Glorification equally points us to the eschatological reality that Jesus Christ is coming again to establish His blessed kingdom, trample upon the wicked, destroy the heavens and the earth, and establish a new heaven and earth whereby He will rule and reign over the nations. The one who says eschatology is not important, does a disservice to the doctrine of glorification, because it is a doctrine concerned with the last things and also the eternal state. What is more, the last things deal with eternity. Humankind will spend their existence in eternity, far more than the temporal realm. There are those who teach that they may compromise and reduce their ministries to fraternizing with errorists, as well as professing Christians who live as such while sinning against the blessed One. There are those who, of religious or non-religious persuasion, persecute biblical Christians implicitly and explicitly while running their ministries and lives like glorified autonomous kingdoms. To them this blessed doctrine does not belong because they have received their earthly reward in full from men. The standard of God’s saving work is perfecting holiness. It is not sinfulness, wickedness, partiality, compromise, or reductionism.
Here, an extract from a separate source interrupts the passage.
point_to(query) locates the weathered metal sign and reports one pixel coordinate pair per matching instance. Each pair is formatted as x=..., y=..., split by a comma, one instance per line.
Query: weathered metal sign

There are lastly those who are among the legalists and antimonians who defame the glorious doctrine of glorification. The legalist lowers the bar of God’s holiness so as to attain glorification by futile actions. The antinomian suggests that remaining in sin so that grace may abound is the way of sanctification and ultimately leads to eternal bliss in heaven, where perfection awaits (Romans 6:1-2; Romans 7). The proper understanding is that God justifies the sinner, whereby He declares the sinner not guilty based upon the life, death and resurrection of Christ. He declares the sinner cleansed and righteous, based on imputed righteousness, whereby the meritorous sinless life is charged to the account of the believing sinner, and the believing sinner’s transgressions are charged to the account of Christ, while Christ remains a perfect, sinless, substitute for transgressors. The wrath of God is satisfied in this regard, for those who repent of their sins and place their faith in Jesus’ Christ alone. Trusting that He alone is Lord and Savior, and renouncing their sin. The one who remains in sin, has no part in the glorious kingdom to come. Among them are idolaters, fornicators, adulterers, homosexuals, the covetous, drunkards, revilers, swindlers. These do not include merely acts, but thoughts. One must be born again and regenerated so as to be glorified. Although glorification is an act of God, by the sheer power and wisdom of His counsel, believers are commanded to war with sin in their flesh so as to kill sin and inherit perfection. Perfection cannot be attained in this life, yet it is pursued because the believer is indwelled by the perfect Spirit of God to aid in the war against sin, and conformity to Jesus Christ. This blessed doctrine is the only hope that Christians possess. It is the culmination of all Christian duty and the true desire of everyone who names the name of Christ. However, glorification is only a reality for those who flee wickedness and confess Jesus Christ as Lord, God, and Savior to the glory of God the Father.